Genetics, Vol. 169, 955-965, February 2005, Copyright © 2005
doi:10.1534/genetics.104.026765

Molecular Cytogenetic Maps of Sorghum Linkage Groups 2 and 8

* Institute for Plant Genomics and Biotechnology, Texas A&M University, College Station, Texas 77843
{ddagger} USDA-ARS, Southern Plains Agricultural Research Center, College Station, Texas 77845
{dagger} Department of Soil and Crop Sciences, Texas A&M University, College Station, Texas 77843

1 Corresponding author: Department of Soil and Crop Sciences, Texas A&M University, 370 Olsen Blvd., College Station, TX 77843-2474.
E-mail: stelly{at}tamu.edu

To integrate genetic, physical, and cytological perspectives of the Sorghum bicolor genome, we selected 40 landed bacterial artificial chromosome (BAC) clones that contain different linkage map markers, 21 from linkage group 2 (LG-02) and 19 from linkage group 8 (LG-08).
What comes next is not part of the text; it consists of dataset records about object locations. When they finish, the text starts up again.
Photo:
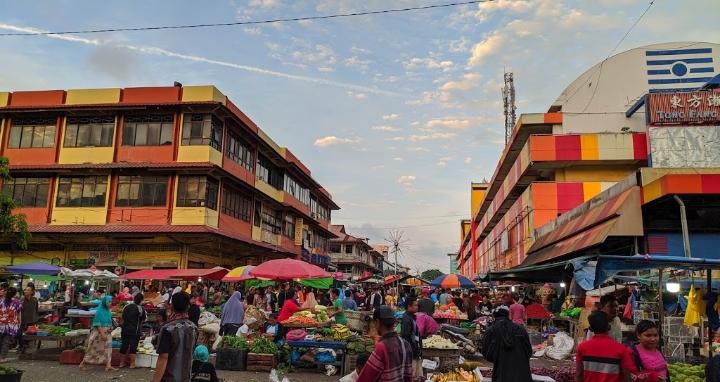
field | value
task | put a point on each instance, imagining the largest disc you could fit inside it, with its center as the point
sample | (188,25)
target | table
(49,354)
(338,346)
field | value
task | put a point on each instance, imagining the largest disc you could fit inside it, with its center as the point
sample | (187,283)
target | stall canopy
(588,225)
(34,269)
(216,273)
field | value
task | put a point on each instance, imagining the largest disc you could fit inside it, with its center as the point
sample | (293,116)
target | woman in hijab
(310,301)
(507,346)
(233,313)
(99,348)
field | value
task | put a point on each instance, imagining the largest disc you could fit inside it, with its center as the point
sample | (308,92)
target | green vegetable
(262,345)
(233,342)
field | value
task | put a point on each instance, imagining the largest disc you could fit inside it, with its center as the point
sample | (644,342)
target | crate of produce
(261,362)
(358,321)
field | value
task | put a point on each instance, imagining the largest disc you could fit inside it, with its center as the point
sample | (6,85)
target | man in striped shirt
(391,361)
(601,358)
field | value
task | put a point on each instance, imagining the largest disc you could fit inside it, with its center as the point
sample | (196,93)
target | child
(352,377)
(202,370)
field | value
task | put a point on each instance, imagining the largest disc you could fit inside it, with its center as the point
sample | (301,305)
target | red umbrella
(287,269)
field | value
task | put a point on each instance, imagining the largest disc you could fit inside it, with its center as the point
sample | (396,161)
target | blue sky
(395,114)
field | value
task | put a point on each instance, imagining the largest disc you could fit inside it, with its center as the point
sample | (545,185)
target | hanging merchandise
(692,314)
(711,304)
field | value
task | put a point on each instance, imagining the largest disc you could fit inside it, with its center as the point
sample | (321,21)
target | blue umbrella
(34,269)
(452,281)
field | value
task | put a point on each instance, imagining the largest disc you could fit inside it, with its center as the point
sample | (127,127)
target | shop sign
(684,108)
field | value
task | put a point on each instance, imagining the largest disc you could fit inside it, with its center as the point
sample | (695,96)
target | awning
(588,225)
(609,266)
(216,273)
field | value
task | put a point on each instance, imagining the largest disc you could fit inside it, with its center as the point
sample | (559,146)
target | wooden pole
(710,333)
(661,311)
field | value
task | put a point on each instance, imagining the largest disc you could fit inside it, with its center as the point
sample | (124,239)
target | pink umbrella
(287,269)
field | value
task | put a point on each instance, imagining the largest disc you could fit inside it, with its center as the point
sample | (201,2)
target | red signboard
(699,107)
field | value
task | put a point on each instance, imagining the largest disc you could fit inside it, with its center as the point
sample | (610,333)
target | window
(141,191)
(89,131)
(319,210)
(37,132)
(202,129)
(299,192)
(239,152)
(270,220)
(82,191)
(148,130)
(236,204)
(28,192)
(289,226)
(197,191)
(269,173)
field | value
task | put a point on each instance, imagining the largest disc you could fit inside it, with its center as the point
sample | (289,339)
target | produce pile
(54,330)
(437,342)
(357,344)
(451,312)
(684,372)
(559,374)
(301,318)
(455,375)
(571,312)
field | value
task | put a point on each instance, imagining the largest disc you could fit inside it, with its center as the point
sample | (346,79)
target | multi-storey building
(584,177)
(155,177)
(354,257)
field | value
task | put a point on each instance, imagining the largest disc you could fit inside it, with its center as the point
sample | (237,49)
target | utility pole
(508,94)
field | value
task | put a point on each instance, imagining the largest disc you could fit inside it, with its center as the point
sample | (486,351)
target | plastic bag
(562,346)
(207,318)
(274,377)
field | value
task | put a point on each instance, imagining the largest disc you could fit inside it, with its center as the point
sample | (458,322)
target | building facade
(155,177)
(582,177)
(354,257)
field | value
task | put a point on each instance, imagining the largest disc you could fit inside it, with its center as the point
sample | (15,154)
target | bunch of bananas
(456,375)
(340,332)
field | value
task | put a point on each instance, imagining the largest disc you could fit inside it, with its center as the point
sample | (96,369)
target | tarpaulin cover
(325,283)
(34,268)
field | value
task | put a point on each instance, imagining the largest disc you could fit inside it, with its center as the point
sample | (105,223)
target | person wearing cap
(507,346)
(391,361)
(426,305)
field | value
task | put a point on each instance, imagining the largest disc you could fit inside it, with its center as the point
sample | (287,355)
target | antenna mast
(508,93)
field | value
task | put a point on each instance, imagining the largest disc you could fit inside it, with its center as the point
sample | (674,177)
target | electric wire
(251,22)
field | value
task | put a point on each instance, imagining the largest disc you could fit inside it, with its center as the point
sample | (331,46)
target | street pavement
(46,371)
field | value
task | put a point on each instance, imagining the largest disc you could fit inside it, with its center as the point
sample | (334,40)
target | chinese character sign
(684,108)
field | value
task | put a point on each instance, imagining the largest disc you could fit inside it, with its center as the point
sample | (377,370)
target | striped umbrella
(238,274)
(452,281)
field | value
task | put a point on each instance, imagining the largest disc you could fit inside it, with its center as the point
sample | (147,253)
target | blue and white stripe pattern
(679,69)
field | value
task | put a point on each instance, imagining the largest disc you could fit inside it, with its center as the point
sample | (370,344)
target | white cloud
(448,123)
(428,63)
(331,140)
(386,128)
(263,3)
(486,48)
(406,180)
(356,95)
(151,50)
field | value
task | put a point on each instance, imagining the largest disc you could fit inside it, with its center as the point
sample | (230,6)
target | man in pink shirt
(518,314)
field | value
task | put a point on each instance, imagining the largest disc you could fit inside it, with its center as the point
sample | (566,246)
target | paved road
(45,371)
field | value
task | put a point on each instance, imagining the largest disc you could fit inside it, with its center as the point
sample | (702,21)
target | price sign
(429,364)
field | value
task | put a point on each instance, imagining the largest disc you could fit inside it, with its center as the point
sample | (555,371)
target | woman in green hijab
(99,348)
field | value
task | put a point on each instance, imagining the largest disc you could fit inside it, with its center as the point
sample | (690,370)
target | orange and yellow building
(155,177)
(598,174)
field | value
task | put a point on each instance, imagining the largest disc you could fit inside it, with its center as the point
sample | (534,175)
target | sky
(395,114)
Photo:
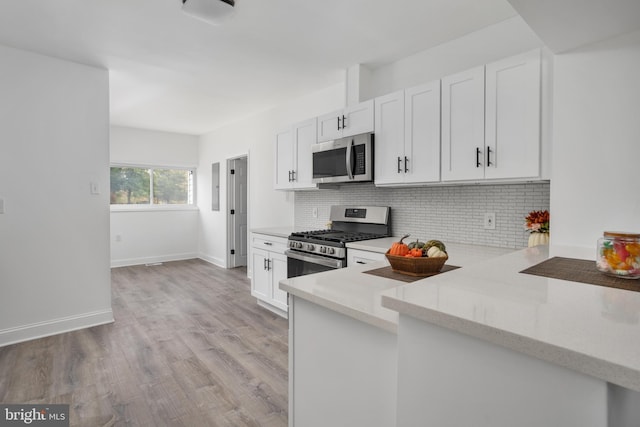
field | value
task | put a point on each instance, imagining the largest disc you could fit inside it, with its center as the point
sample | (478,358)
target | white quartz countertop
(591,329)
(356,294)
(274,231)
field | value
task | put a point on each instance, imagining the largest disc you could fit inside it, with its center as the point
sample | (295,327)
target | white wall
(254,137)
(161,233)
(595,183)
(54,234)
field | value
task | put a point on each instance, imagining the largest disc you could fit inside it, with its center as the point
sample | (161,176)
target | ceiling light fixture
(211,11)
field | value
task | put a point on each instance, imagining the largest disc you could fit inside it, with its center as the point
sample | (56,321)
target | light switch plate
(490,221)
(94,187)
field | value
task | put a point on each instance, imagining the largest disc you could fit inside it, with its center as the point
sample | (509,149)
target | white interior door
(238,212)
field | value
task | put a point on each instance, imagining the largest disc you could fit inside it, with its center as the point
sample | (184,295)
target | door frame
(231,243)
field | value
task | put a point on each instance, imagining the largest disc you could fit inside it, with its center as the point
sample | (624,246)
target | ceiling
(171,72)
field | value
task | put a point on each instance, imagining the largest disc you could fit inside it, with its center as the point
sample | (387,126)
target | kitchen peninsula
(509,348)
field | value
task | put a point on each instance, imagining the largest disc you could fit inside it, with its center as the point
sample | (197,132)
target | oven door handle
(327,262)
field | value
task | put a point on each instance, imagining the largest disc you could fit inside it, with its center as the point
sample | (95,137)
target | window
(151,186)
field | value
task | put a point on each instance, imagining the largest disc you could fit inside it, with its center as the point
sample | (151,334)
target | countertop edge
(589,365)
(342,309)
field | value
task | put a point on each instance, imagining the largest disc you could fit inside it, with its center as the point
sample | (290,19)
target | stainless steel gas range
(321,250)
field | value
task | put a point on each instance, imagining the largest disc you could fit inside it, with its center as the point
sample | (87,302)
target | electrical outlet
(490,221)
(93,188)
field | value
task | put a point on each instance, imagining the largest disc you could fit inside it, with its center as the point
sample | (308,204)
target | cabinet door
(422,133)
(358,119)
(278,267)
(283,160)
(513,117)
(328,126)
(463,126)
(304,136)
(389,139)
(261,280)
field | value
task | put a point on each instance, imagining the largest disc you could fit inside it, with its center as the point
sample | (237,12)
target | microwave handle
(349,148)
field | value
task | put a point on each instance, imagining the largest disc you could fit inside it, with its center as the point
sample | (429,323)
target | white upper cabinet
(283,160)
(463,125)
(407,136)
(422,133)
(304,136)
(491,121)
(293,160)
(512,129)
(349,121)
(389,138)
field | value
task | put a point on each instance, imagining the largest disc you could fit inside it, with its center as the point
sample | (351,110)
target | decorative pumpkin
(399,248)
(415,252)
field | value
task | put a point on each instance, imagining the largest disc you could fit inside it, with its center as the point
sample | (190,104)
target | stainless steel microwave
(347,159)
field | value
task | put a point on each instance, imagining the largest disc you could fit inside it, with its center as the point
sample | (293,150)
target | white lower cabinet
(269,266)
(342,372)
(359,257)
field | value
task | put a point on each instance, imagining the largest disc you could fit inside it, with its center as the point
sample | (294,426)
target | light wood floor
(190,347)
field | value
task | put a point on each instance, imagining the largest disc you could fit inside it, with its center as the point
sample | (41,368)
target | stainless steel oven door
(301,264)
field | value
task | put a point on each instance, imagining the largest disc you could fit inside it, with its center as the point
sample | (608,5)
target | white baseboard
(212,260)
(152,259)
(54,327)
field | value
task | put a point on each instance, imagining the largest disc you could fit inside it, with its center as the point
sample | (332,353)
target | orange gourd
(399,248)
(415,252)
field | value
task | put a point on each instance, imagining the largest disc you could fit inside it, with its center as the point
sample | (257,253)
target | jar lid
(622,234)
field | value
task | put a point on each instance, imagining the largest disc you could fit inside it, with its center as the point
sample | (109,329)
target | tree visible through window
(144,186)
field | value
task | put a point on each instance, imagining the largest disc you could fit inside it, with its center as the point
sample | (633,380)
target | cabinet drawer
(359,257)
(269,243)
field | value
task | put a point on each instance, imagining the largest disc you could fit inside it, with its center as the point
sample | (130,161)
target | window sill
(152,208)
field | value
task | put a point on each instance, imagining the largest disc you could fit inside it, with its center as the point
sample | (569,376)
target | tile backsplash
(453,213)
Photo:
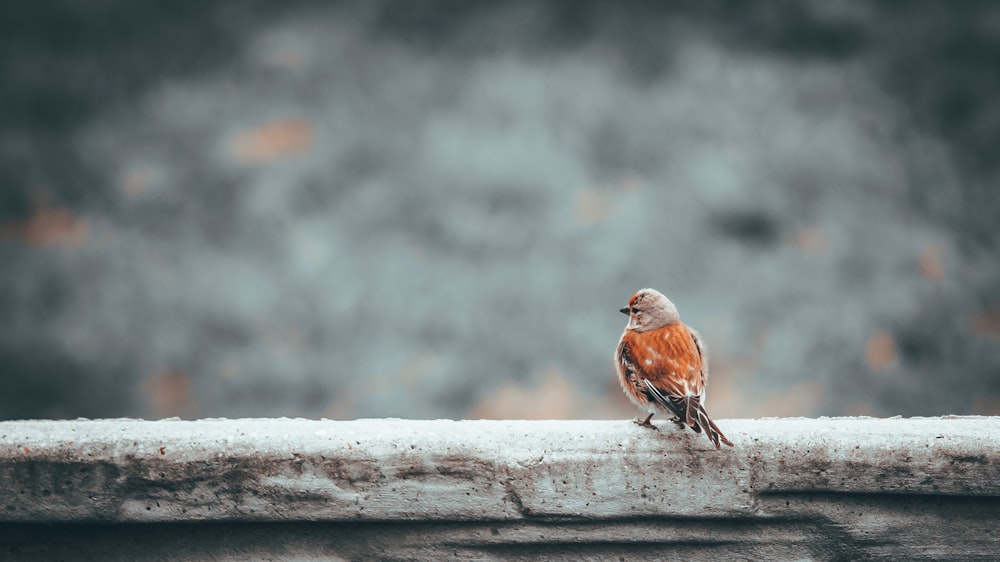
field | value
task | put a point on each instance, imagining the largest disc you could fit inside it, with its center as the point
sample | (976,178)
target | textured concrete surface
(300,489)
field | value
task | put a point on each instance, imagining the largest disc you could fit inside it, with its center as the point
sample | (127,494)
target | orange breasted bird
(662,365)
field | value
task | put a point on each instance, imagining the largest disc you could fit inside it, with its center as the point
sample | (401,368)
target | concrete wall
(837,488)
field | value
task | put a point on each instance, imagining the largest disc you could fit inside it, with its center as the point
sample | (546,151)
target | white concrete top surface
(391,469)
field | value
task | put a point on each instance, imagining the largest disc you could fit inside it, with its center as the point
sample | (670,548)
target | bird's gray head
(648,309)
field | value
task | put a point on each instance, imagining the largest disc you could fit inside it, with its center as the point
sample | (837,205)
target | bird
(662,365)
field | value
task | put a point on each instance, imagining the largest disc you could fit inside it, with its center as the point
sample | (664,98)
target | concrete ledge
(791,487)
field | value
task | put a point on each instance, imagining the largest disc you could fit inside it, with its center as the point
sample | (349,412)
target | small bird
(662,365)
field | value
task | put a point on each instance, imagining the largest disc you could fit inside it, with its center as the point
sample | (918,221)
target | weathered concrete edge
(389,469)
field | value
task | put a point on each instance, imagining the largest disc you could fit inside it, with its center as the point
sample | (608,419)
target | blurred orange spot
(592,206)
(986,405)
(880,351)
(272,141)
(986,323)
(49,227)
(169,393)
(930,262)
(811,240)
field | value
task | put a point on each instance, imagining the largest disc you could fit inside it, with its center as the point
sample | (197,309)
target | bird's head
(648,309)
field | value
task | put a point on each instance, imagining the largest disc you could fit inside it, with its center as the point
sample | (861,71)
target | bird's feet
(645,423)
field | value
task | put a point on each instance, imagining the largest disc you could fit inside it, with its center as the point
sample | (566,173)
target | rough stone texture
(839,488)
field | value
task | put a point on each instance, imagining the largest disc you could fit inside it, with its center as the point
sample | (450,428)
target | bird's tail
(696,418)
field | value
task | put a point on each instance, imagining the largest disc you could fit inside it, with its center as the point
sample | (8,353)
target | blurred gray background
(435,209)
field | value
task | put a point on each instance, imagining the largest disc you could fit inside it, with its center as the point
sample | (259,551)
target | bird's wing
(703,355)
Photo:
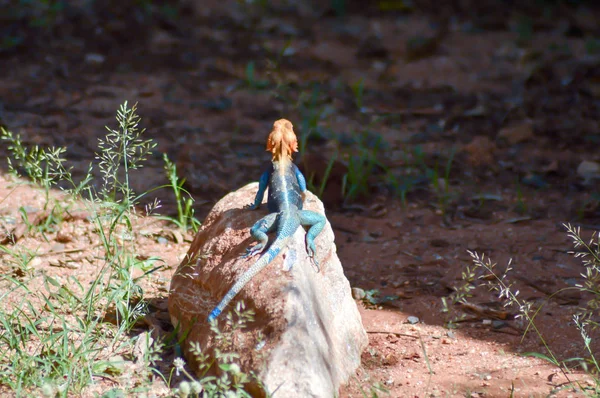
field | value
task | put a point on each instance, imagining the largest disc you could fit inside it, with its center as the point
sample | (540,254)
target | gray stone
(311,326)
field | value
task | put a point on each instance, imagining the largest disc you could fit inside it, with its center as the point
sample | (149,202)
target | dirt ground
(479,116)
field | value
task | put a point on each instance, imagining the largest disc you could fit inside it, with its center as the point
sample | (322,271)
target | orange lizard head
(282,141)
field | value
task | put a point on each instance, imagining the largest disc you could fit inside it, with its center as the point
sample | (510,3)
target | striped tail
(261,263)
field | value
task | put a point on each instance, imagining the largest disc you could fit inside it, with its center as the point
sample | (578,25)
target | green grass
(584,319)
(64,335)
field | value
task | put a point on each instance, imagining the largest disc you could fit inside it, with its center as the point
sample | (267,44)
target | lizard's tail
(262,262)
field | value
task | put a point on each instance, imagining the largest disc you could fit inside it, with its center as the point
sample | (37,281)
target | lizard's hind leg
(259,233)
(316,223)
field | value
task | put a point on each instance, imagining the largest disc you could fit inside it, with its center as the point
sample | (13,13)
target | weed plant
(57,339)
(585,319)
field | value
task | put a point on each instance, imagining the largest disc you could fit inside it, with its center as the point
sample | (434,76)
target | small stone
(588,170)
(517,133)
(358,293)
(94,59)
(177,236)
(162,241)
(63,237)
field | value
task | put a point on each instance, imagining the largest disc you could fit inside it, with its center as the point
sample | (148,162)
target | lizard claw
(251,251)
(310,249)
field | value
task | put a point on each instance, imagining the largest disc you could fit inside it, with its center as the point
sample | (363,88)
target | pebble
(94,58)
(162,241)
(358,293)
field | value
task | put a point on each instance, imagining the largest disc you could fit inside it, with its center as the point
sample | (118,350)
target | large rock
(313,331)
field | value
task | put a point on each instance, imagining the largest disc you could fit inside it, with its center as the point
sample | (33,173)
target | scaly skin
(286,193)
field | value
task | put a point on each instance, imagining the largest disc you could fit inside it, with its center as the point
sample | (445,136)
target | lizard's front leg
(259,232)
(316,223)
(263,183)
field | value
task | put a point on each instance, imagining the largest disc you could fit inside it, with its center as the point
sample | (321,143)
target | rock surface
(309,321)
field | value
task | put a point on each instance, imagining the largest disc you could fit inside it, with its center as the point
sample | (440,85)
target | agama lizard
(286,194)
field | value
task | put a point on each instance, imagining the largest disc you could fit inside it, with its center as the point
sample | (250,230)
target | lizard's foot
(251,251)
(312,253)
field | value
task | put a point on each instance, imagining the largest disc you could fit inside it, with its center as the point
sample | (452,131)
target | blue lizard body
(286,191)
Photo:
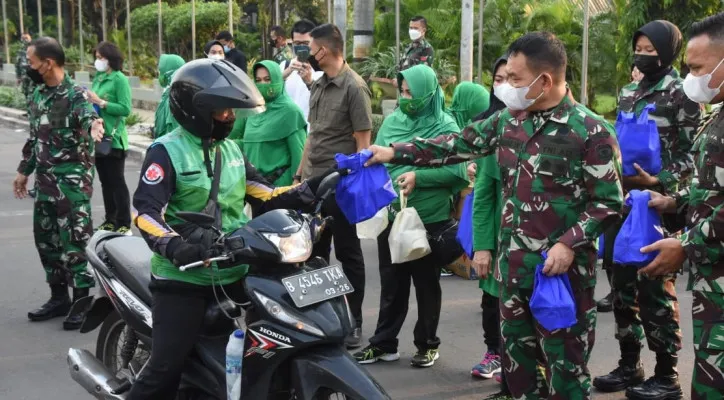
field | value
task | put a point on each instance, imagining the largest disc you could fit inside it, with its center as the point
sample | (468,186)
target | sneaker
(488,367)
(371,354)
(124,230)
(107,226)
(424,359)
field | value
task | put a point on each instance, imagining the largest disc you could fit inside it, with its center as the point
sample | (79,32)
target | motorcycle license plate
(317,286)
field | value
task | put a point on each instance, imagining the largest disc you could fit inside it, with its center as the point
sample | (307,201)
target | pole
(466,41)
(128,28)
(20,13)
(103,18)
(193,29)
(584,67)
(160,30)
(40,19)
(5,31)
(80,32)
(480,41)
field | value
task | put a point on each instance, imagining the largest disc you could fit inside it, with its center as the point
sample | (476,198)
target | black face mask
(34,75)
(222,130)
(648,65)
Multi-BAC probe cocktails were constructed for each chromosome from the landed BACs, which were also preevaluated for FISH signal quality, relative position, and collective chromosome coverage. Comparison to the corresponding linkage map revealed full concordance of locus order between cytological and prior segregation analyses. The pericentromeric heterochromatin constituted a large quasi-uniform block in each bivalent and was especially large in the bivalent corresponding to LG-08. Centromere positions in LG-02 and LG-08 were progressively delimited using FISH to identify landed BACs for which the FISH signals visibly flanked the centromere. Alignment of linkage and cytological maps revealed that pericentromeric heterochromatin of these sorghum chromosomes is largely devoid of recombination, which is mostly relegated to the more distal regions, which are largely euchromatic. This suggests that the sorghum genome is thus even more amenable to physical mapping of genes and positional cloning than the C-value alone might suggest. As a prelude to positional cloning of the fertility restorer, Rf1, FISH of BAC clones flanking the Rf1 locus was used to delimit the chromosomal position of the gene. FISH of BACs that contain the most proximal linkage markers enabled localization of Rf1 to a ~0.4-Mbp euchromatic region of LG-08. Cytogenetic analyses of Rf1 and other trait loci will aid in assessing the feasibility of positional cloning and help formulate strategies required for cloning this and other agriculturally critical genes.